Lee Airton at the Agnes Etherington Art Centre

Bernard Clark

 

Lee Airton, Assistant Professor
Gender and Sexuality Studies in Education, Faculty of Education

"My research looks at how we prepare teachers to do particular things in their daily work surrounding diversity and equity, but particularly gender and sexual diversity. We usually think of that as meaning people who identify somewhere under the LGBTQ+ umbrella.

“There’s a whole spectrum of gender diversity that isn’t just about trans people over here, and everybody else over there. There are ways in which people do and don’t conform to different kinds of local gender norms. My work looks at what teachers need to know and to be able to do about those things in order to create an environment where gender and sexual diversity can exist as openly as possible.

“I try to give teacher candidates the tools to welcome how gender is being lived by all their students, even if they don’t yet know what words students use for themselves. Even if all their students are cisgender boys or cisgender girls, there are still many different ways those students are living what it means to be a boy or a girl. But usually only a couple of those are valued in the school, so I try to prepare teachers to know how to think about and recognize the different kinds of gender diversity in their classroom and to make space for those in their everyday interactions.
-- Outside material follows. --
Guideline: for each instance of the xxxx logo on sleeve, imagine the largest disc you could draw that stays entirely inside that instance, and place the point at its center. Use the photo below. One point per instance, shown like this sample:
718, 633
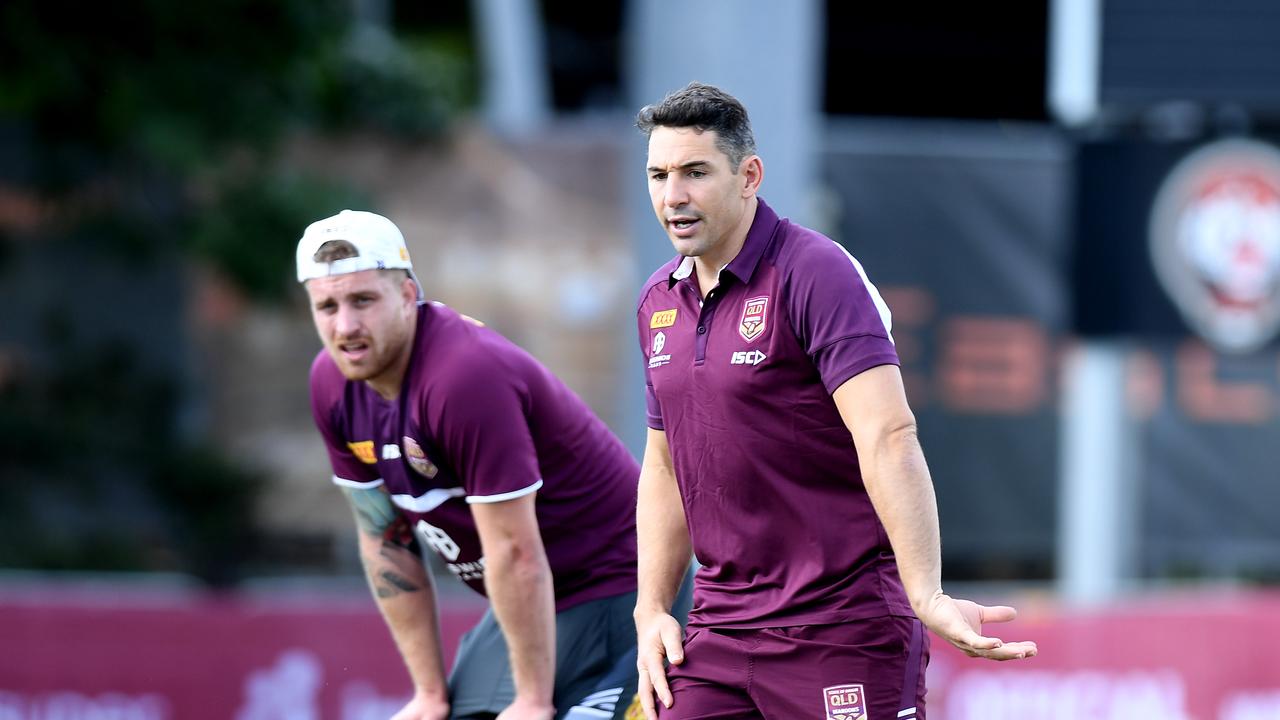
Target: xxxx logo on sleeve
364, 451
662, 319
“I do a lot of thinking about interaction, about how we negotiate gender and sexuality in the classroom, and what are everyday teacher practices that actually close down who their students are, or who they think they can be. These can happen without teachers even knowing it; they are doing their best, but may not have a sense of the impact they have in the ways they talk and the ways they relate to their students.”

In 2016, Dr. Airton, whose pronoun is singular “they,” created the No Big Deal campaign. NBD aims to help people become comfortable with practising the use of gender-neutral pronouns for others. As the campaign says, “My pronoun is a big deal to me; using it doesn’t need to be a big deal for you. It’s no big deal.”

Trying out new language

“What NBD tries to do is give a starting place for people who are trying out new language, such as using singular ‘they’ for one person they know, but it sounds wrong for them. And that orientation towards providing a starting place comes directly from my teacher education practice, where I get whole rooms full of good people who want to do the best they can for the different children and youth they work with. And they come from all different kinds of backgrounds and they’re all very anxious about doing the best job they can.

“We all want to be good people,” they say, “but sometimes we just make a mistake and we have a negative impact on someone else. And in that moment, you really see that our intentions don’t matter. And it isn’t about being a good or a bad person at all. It’s about being the person who recognizes that we have to do a little bit of work for each other in the world.”

 

You can use a trans person’s gender-neutral pronoun…

  • - without having all the facts about transgender people and issues.
  • - without knowing about what a person’s body looks like or which washroom they use.
  • - without knowing the whole story about why they use this pronoun.
  • - without agreeing with them about everything.

– from the No Big Deal campaign

Dr. Airton’s book, Gender: Your Guide (A Gender-Friendly Primer on What to Know, What to Say, and What to Do in the New Gender Culture), was published by Adams Media and Simon & Schuster in October.